Às vezes a inspiração mística baixava e quase “incorporados” dávamos à luz algumas obras primas, com um errinho aqui e outro ali, mas sem que fosse perdido o valor da obra. Reparem que estou usando a 1a pessoa do plural, é que acredito que o caro leitor já tenha passado por isso. Na maioria das vezes, porém, dávamos um suspiro sentido, olhávamos para o alto, como quem diz “Deus, por que me abandonaste?”, e seguíamos molengamente firmes na missão de preencher as 20 linhas. Subterfúgios para isso não faltavam. Parágrafos curtos garantiam que fôssemos à próxima linha, letra grande e longos espaços entre as palavras davam até uma aparência interessante de velocidade e, por fim, indagávamos ao professor: “Servem dezoito linhas?” – dependendo do dia e das forças obscuras que regem a natureza, a resposta era sim ou não.

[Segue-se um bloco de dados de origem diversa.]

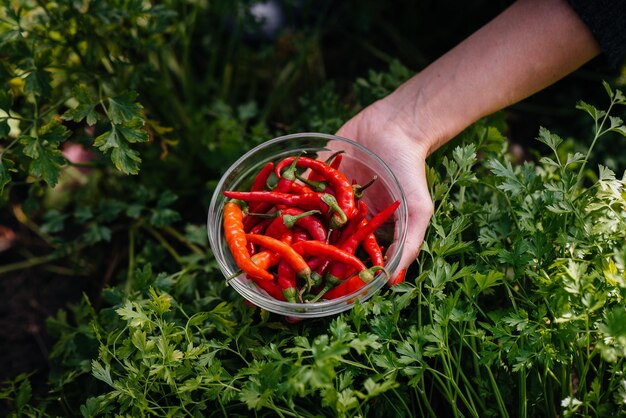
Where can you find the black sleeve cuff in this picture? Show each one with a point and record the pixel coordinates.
(606, 19)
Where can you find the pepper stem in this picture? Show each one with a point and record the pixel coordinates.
(318, 186)
(290, 172)
(330, 200)
(359, 189)
(290, 220)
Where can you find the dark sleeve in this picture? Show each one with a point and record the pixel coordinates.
(606, 19)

Como professor, não posso mentir, já proporcionei momentos assim aos meus alunos. Não me arrependo, segui apenas o modelo que conhecia e o qual vi reproduzido por inúmeros professores pelos quais passei. Modéstia à parte, não acho que escrevo mal, e muito devo a esses mesmos professores. No entanto, creio que meu aproveitamento e de meus colegas poderia ter sido melhor se alguns detalhes fossem observados.
Refiro-me ao fato de que não é comum se discutir abertamente com os alunos sobre o verdadeiro porquê de se escrever, sem que se recorra a alguns lugares-comuns como: é essencial para o vestibular, vocês vão precisar quando forem procurar emprego, quem não sabe escrever é porque nunca foi à escola e bibibibobobó.
Devo confessar que minha vontade de escrever tinha e tem mais a ver com o prazer que sentia e sinto escrevendo do que com qualquer argumentação de terror convincente. Minha relação com a escrita envolve, antes de tudo, prazer em me fazer “ouvido”. A grande questão, portanto, torna-se esta: tenho algo que valha a pena dizer-escrever? Ora, se nunca pensei a respeito de determinado tema, como “falar” sobre ele?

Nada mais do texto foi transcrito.